Malacañang on Monday assured the public that there is no Zika virus epidemic in the country and there is no reason to panic.
Presidential Communications Secretary Herminio Coloma Jr. issued the statement after an American woman who visited the country in January tested positive for the Zika virus upon returning home.
Coloma said the government, through the Department of Health (DOH), is ready to ensure the safety of citizens against the virus.
“[Health] Secretary [Janet] Garin has pointed out this is a single case and that there is no epidemic and no outbreak,” he told reporters in a text message.
“Most important, the DOH is prepared in terms of detection, isolation and treatment of those who could possibly be infected by the virus. Hence, the public should stay alert, informed and calm,” Coloma said.
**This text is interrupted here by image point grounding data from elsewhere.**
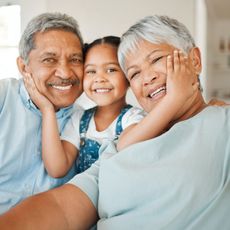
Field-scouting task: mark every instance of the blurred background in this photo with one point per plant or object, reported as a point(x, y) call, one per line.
point(207, 20)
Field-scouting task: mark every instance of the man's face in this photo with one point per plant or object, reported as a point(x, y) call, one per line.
point(56, 66)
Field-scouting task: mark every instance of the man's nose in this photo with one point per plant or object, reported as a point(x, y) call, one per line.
point(64, 70)
point(149, 77)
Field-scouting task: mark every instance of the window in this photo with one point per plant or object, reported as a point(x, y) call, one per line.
point(10, 28)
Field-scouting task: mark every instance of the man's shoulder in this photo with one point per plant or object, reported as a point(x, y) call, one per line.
point(8, 84)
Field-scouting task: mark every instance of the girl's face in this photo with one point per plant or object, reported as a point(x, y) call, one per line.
point(104, 81)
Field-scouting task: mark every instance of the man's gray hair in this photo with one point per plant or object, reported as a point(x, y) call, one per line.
point(44, 22)
point(155, 29)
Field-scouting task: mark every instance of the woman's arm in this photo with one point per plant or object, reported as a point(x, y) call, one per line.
point(58, 156)
point(63, 208)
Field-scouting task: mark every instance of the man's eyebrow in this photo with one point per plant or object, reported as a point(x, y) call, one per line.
point(153, 52)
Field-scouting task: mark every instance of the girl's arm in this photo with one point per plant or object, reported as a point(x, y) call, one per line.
point(58, 156)
point(179, 87)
The “non-pregnant US resident” was the Philippines’ second laboratory-confirmed case of the mosquito-borne virus, which has been linked to microcephaly, a severe brain defect in infants, and to a neurological disorder called Guillain-Barré syndrome.
The country had its first reported case of Zika virus infection in 2012–a 15-year-old boy in Cebu who had no travel history.
Zika viral disease is characterized by fever, rash, conjunctivitis, joint pain, muscle pain, headache and vomiting.
Although most infected individuals are asymptomatic or do not manifest any symptom, patients still have the capability of transmitting the infection.
The Zika virus is usually transmitted through the bite of an infected female Aedes mosquito, the same mosquito that transmits dengue and chikungunya.
There were also reports that the virus could be transmitted through sexual contact and blood transfusion.
According to the World Health Organization, 55 countries and territories so far have reported local Zika transmission.